Risoleta C Pinto Pedro
Já em tempo de Quaresma, ainda o carnaval
Eu nem sequer sou suspeita; em termos exteriores nunca me entusiasmou muito o carnaval, razões eu tenho, são cá minhas. Mas reconheço (como não fazê-lo) que se trata de um momento marcante do ponto de vista do ritmo da natureza e da nossa biologia.
Externamente posso não aderir muito ao carnaval, mas dentro de mim há sempre um cerimonial de celebração, e se no governo, nunca me passaria pela cabeça menorizá-lo do ponto de vista das festividades do povo.

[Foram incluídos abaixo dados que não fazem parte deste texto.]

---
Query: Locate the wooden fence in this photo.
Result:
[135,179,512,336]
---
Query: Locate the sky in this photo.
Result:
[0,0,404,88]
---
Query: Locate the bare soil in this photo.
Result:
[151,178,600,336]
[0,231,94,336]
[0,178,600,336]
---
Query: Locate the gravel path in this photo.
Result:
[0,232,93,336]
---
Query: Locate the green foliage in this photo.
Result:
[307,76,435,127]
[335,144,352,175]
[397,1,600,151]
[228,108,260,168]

A nossa vida é medida por ciclos e oposições. Expandir e contrair, rir e chorar, sair e entrar, receber e dar, subir e descer, descansar e trabalhar, semear e colher, nascer e morrer, ingerir e soltar, inspirar e expirar, e por aí fora. Quando um dos lados assume a liderança e ocupa o espaço do outro, surge o desequilíbrio e a doença. Física e mental.
O carnaval, ou Entrudo, precede a Quaresma e ambos ajudam a construir esta lógica de contrastes ou complementos, neste caso, excesso e contenção. Ou privação.
Na Grécia assumia a forma de culto aos deuses. Um ritual de fertilidade. O cristianismo recupera-o (assim foram fazendo as várias religiões em relação às anteriores e aos cultos pagãos) como o período que antecede o adeus à carne, ou a Quaresma (daí o seu nome : "carnis valles", ou os prazeres da carne). Carne em todos os sentidos, em tudo o que se refere à sensualidade. Uma espécie de acumulação de tudo aquilo de que o corpo vai ser privado. E tudo isto são formas espontâneas e muito saudáveis com que a humanidade, através ou à margem das instituições, mais ou menos inconscientemente, vai lidando com os mecanismos de regulação dos ritmos ou ciclos. Uma forma de se manter saudável.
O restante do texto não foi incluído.